Skilled Counsel on Support Obligations

Whether a child's parents have gotten divorced or were never married in the first place, that child deserves financial support from both parents to the best of their ability. When a couple that has previously formed an economic unit gets divorced, one spouse may also have a right to financial support.

Both parties will be required to disclose all financial accounts and pay records as part of this process.
There are several types of alimony: permanent periodic, durational, rehabilitative, transitional/bridge the gap and temporary.

At James C. Campbell, LLC, in Shalimar, Florida, we help clients pursue fair child and spousal support outcomes. Contact us to talk to experienced family lawyer.

Ensuring Children Get the Support They Deserve

Child support in Florida is based on a formula that takes into account the income of each parent. Once the basic child support amount is determined, it can be supplemented by specific obligations for medical coverage, life insurance, day care and other expenses. Each party will be required to complete a financial affidavit that must be filed with the court as part of this process

As a "rule of thumb" way of estimating one's initial child support obligation use the following percentages of one's net from all sources: one child 21 percent, two children 33 percent, three children 44 percent, four children 48 percent. The only allowable deductions from gross income to determine net income are federal withholding taxes, Social Security, Medicare and health insurance for that parent. Note: day care, health insurance, etc., are over and above the basic child support calculations. Also, if a payer spouse or parent exercises at least 20 percent of the 365 annual time sharing opportunities, that person could receive a reduction in child support. The more overnights actually exercised over and above the 20 percent figure, the greater the reduction. As the percentage of overnights increase the "Rule of Thumb" becomes less reliable

One major issue in some child support cases is accurately measuring the income of someone who owns a business, holds multiple jobs or earns irregular income. We can help you pursue a fair income determination for yourself or your spouse.

The state of Florida's administrative child support enforcement procedure can be time-consuming. When you need immediate action on child support enforcement, we can help.

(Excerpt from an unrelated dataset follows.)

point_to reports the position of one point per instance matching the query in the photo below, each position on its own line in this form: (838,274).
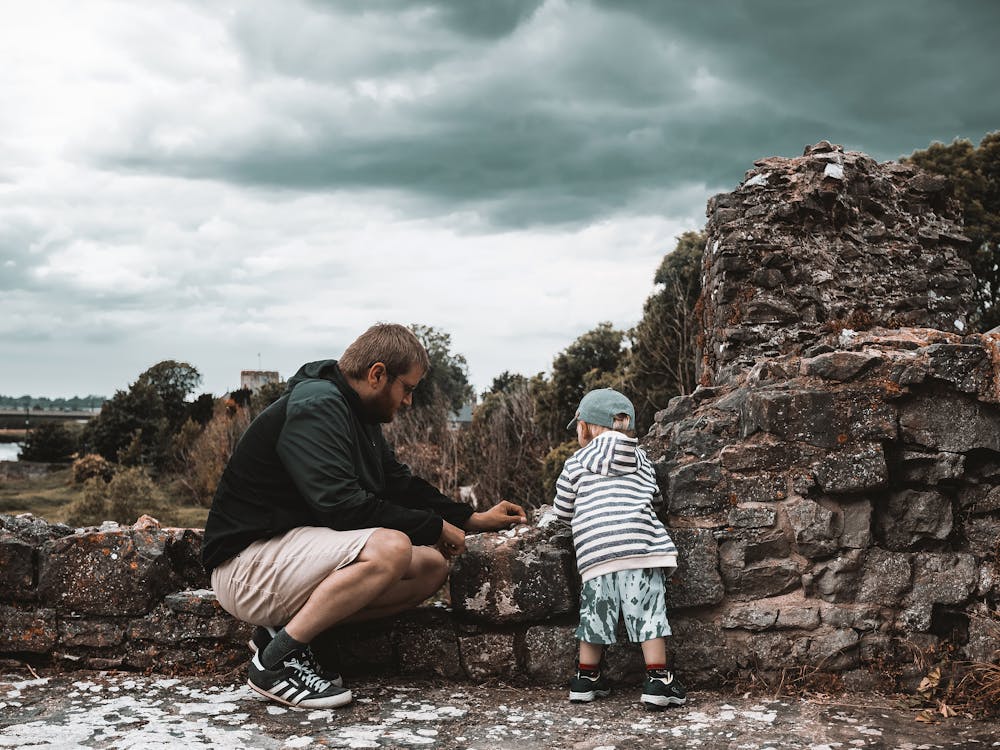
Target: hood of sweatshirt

Our attorneys can also help you seek modification of a child support obligation when the circumstances underlying the determination (the income of the parents and the supplemental needs of the child) have permanently changed (refer to Florida statute 61.30). The change of circumstances must be substantial, material and unanticipated at the entry of the last support order and the change of circumstances must have occurred since the entry of the last order. You cannot relitigate the same facts over and over. This is referred to as res judicata, or the matter has already been adjudicated.

Contact us to learn more about your rights under the Florida child support laws and how we can help you pursue a desirable outcome. We serve clients in Okaloosa County and throughout the Panhandle.

Understanding Alimony in Florida

Spousal support, also known as alimony or spousal maintenance, is designed to maintain the lifestyle of one spouse who, during the marriage, came to depend economically on the other spouse. Alimony can be granted permanently or temporarily and depends on factors like the length of the marriage, the standard of living during the marriage and the disparity in income between the spouses. Refer to Florida Statute 61.08.

The court may also grant temporary support to one spouse during the divorce process and may grant spousal maintenance when a couple separates but does not divorce.